|
Akhir Oktober lalu, sebuah pesawat luar angkasa diluncurkan ke luar orbit bumi untuk urusan yang mungkin kelihatan sepele: membuat parfum. Para peneliti percaya, pada kondisi bergravitasi nol, molekul dalam sebuah tanaman akan bersatu dengan cara yang tak seperti biasanya. Dan ini akan menyebabkan terbentuknya minyak yang tidak bisa dibentuk di bumi.
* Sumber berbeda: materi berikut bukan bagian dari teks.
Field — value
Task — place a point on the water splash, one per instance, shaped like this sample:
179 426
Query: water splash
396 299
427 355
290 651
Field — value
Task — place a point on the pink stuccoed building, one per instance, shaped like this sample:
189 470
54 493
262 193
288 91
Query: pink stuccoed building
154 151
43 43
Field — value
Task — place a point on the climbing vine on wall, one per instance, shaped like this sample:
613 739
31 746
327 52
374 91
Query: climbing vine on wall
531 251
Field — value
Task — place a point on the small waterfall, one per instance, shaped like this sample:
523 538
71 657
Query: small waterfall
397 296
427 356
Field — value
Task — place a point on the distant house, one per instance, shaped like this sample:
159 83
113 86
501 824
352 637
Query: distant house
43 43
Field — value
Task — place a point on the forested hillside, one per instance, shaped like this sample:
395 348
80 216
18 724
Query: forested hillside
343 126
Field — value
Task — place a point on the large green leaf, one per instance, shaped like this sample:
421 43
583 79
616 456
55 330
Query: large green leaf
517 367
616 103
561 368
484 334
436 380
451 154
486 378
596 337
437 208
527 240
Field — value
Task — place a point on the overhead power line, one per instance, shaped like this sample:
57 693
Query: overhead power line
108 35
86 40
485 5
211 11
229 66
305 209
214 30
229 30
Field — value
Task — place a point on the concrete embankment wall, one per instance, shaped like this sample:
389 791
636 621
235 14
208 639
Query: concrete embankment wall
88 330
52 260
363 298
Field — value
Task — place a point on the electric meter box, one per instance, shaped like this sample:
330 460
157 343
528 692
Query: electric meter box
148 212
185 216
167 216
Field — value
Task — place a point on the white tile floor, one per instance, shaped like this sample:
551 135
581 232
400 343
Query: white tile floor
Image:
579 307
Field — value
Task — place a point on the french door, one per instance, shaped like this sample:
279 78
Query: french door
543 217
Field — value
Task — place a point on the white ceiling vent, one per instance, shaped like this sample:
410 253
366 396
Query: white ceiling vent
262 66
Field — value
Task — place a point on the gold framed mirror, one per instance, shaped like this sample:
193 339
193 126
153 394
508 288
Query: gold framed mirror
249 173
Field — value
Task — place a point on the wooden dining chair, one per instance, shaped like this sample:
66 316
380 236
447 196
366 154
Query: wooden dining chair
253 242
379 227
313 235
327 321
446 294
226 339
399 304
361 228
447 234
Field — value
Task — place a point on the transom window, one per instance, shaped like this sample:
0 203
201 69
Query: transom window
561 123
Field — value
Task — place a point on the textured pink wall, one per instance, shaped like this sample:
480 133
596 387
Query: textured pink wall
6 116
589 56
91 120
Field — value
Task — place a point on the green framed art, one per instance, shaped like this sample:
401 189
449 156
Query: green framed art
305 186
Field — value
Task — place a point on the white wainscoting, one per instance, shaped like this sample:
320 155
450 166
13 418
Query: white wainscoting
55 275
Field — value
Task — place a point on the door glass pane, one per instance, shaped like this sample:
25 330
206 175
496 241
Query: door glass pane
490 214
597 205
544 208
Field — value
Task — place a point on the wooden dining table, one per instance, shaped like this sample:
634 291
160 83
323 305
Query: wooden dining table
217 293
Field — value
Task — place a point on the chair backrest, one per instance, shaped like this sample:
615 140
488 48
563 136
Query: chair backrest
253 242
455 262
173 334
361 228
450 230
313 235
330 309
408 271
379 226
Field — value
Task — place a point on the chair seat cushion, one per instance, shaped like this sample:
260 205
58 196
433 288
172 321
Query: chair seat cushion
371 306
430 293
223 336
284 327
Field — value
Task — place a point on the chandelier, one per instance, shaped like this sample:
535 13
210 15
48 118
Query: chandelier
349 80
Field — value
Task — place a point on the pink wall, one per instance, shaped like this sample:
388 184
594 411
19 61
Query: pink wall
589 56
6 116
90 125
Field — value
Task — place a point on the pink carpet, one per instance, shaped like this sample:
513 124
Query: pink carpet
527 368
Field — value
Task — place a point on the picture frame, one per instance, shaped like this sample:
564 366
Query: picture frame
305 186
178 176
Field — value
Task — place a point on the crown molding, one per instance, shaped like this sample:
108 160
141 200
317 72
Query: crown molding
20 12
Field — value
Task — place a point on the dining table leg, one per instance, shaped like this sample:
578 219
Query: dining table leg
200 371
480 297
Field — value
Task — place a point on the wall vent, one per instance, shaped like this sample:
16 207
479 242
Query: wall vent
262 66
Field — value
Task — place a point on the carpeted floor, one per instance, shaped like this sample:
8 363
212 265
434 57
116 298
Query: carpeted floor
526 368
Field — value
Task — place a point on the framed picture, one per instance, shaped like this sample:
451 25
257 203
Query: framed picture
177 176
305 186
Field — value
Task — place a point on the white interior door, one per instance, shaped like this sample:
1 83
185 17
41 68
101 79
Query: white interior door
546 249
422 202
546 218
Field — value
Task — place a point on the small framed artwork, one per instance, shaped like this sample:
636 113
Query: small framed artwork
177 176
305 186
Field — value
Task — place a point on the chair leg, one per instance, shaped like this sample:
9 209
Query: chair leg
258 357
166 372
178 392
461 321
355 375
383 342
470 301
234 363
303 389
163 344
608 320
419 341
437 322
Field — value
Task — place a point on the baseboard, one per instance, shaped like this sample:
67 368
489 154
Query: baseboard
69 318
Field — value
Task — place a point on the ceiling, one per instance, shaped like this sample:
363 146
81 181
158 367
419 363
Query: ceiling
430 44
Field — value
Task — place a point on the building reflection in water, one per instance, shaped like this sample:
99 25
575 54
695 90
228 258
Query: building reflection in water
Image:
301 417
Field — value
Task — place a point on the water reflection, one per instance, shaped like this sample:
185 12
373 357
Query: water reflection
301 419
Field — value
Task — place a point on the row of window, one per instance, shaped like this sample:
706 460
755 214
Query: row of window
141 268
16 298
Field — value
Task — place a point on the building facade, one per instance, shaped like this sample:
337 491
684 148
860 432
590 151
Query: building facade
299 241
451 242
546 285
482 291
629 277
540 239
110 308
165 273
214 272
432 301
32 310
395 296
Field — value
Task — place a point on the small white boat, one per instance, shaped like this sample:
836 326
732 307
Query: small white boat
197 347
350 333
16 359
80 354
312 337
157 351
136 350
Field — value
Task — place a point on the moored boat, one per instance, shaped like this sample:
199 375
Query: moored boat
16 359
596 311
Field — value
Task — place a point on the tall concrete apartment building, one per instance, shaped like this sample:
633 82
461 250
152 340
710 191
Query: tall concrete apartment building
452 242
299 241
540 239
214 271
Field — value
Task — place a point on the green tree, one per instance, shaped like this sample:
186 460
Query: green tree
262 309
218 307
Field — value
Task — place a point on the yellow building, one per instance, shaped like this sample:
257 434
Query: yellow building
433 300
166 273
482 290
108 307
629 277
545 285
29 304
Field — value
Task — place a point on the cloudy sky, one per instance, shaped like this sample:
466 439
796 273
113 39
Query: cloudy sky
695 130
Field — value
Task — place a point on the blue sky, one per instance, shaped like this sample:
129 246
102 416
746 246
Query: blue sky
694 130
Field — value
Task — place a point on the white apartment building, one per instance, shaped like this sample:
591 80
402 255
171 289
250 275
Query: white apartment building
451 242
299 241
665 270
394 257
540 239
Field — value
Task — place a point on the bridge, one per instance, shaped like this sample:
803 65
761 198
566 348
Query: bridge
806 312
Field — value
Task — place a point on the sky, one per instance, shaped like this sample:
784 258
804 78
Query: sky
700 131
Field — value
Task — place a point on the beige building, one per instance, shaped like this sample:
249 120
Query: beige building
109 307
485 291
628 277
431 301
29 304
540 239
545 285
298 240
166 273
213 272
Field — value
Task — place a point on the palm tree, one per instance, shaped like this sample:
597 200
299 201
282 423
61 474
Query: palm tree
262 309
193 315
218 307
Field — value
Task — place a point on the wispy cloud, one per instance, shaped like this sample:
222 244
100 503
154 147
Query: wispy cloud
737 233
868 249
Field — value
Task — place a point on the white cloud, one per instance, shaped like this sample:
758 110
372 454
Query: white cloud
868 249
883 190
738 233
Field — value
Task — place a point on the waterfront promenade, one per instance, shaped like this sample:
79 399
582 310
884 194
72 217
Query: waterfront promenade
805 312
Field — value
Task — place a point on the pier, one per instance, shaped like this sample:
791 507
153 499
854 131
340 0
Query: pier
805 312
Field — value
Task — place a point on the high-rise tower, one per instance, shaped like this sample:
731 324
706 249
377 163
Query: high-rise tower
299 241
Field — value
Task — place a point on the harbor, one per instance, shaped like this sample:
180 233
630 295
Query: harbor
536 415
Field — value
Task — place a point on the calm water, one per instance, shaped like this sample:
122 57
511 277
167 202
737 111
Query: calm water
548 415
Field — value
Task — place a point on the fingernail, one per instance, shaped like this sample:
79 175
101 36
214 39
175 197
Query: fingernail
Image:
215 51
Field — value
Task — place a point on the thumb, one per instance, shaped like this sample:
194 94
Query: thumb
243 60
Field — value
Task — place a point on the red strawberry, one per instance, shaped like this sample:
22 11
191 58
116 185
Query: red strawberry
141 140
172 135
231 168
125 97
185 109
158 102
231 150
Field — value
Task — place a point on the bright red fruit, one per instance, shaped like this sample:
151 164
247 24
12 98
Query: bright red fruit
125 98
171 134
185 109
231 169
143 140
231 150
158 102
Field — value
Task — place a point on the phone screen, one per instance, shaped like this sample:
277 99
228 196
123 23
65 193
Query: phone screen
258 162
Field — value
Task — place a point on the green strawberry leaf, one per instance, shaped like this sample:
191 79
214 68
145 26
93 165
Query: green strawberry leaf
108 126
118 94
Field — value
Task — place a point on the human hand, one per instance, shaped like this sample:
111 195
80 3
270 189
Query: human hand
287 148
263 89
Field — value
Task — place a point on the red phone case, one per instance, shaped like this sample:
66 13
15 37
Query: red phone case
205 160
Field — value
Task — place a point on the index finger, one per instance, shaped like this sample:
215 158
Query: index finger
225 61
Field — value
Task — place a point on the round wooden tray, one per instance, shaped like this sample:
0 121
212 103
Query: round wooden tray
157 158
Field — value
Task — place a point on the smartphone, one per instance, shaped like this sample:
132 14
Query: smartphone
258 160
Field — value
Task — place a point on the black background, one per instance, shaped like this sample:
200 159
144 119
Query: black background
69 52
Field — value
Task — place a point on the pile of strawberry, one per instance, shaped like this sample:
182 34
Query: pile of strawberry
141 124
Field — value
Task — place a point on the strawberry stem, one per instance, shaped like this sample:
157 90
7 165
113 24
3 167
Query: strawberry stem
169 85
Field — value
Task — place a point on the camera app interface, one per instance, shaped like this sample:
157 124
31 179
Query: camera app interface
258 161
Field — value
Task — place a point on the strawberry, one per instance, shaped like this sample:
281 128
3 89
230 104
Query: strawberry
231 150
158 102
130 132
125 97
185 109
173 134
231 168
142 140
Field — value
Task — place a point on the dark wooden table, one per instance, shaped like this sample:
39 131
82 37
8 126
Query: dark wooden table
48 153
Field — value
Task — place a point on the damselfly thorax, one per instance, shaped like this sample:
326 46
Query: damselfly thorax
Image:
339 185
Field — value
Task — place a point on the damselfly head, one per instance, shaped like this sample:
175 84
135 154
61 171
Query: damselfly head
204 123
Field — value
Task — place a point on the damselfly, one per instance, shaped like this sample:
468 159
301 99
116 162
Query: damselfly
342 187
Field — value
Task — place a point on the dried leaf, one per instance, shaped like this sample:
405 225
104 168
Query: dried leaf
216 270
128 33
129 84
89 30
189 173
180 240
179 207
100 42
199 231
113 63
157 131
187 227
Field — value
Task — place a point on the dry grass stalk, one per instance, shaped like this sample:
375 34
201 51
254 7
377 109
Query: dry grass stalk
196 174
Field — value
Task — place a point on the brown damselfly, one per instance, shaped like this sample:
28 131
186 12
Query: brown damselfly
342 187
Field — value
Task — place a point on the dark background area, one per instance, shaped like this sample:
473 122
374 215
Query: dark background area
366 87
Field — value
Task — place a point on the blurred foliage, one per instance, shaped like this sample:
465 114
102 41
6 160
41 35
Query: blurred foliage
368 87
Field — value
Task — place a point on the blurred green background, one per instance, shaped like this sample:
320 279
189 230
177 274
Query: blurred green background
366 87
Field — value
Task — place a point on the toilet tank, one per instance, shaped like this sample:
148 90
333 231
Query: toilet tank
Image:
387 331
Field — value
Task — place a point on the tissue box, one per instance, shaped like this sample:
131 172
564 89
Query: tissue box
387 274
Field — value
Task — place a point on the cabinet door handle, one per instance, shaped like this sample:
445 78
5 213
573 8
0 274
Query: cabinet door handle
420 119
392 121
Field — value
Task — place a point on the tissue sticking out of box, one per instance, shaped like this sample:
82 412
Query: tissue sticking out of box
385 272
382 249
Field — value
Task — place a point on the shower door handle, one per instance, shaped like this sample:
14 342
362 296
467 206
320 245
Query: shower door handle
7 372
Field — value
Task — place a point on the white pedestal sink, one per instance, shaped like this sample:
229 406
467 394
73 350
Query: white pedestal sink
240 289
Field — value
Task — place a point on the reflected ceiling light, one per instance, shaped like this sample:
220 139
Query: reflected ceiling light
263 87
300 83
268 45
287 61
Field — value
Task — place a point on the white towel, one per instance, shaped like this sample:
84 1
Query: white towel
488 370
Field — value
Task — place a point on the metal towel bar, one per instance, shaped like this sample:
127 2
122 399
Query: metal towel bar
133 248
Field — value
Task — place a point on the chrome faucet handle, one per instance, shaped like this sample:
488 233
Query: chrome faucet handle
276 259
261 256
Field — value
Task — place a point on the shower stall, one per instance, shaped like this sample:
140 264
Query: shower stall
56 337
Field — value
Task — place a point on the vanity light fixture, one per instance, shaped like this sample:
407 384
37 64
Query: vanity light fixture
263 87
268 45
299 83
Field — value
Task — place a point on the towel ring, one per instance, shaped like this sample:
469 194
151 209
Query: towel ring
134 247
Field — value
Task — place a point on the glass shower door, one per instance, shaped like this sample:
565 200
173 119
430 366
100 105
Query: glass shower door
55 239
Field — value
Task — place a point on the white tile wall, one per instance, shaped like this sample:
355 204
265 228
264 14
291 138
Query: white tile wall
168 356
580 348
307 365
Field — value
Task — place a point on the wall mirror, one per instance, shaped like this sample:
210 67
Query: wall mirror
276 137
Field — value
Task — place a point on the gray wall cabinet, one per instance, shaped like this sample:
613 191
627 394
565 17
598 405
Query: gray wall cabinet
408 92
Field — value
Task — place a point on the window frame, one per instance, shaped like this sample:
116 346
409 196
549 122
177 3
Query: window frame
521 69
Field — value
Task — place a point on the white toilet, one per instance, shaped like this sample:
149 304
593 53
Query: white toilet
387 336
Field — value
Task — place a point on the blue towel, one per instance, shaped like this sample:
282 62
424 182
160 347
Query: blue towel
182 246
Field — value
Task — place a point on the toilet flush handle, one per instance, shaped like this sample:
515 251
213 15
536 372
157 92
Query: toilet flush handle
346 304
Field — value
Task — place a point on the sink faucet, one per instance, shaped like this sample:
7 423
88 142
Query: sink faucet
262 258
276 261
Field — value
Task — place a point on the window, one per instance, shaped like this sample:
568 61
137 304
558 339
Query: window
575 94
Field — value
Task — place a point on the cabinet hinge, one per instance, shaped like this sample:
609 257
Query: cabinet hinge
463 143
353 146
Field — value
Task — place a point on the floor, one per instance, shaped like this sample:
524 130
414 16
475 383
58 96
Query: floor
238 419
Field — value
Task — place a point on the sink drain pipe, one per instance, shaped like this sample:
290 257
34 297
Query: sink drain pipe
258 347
Lalu, apakah aroma minyak buatan luar angkasa itu akan berbeda dengan minyak buatan bumi? Para ilmuwan tidak yakin betul. Karena itulah mereka berusaha mencari tahu melalui proyek riset yang disponsori International Flavors and Fragrance (IFF), New York, ini. Jika riset tersebut sukses, wewangian baru eksotis dari luar angkasa akan dipergunakan pada parfum, sabun, deodoran, detergen, dan makanan.
The Sunday Times melaporkan, selama misi, sebuah miniatur tanaman mawar akan ditumbuhkan dalam "kultur astro" yang tertutup. Lingkungan ini menciptakan penerangan sendiri serta makanan dan air yang dibutuhkan tanaman untuk berbunga. Sementara itu, sebuah kamera tipis yang dibawa para spesialis tanaman di pesawat dan yang berada di bumi akan terus memonitor tanaman ketika mulai berbunga.
Sebelum pesawat mendarat kembali, sebuah jarum disisipkan di bawah salah satu bunga yang berkembang untuk mendapatkan molekul wewangian yang terbentuk. Sampel tersebut kemudian akan dipelajari cara konfigurasinya--yang tidak bisa terjadi di bumi.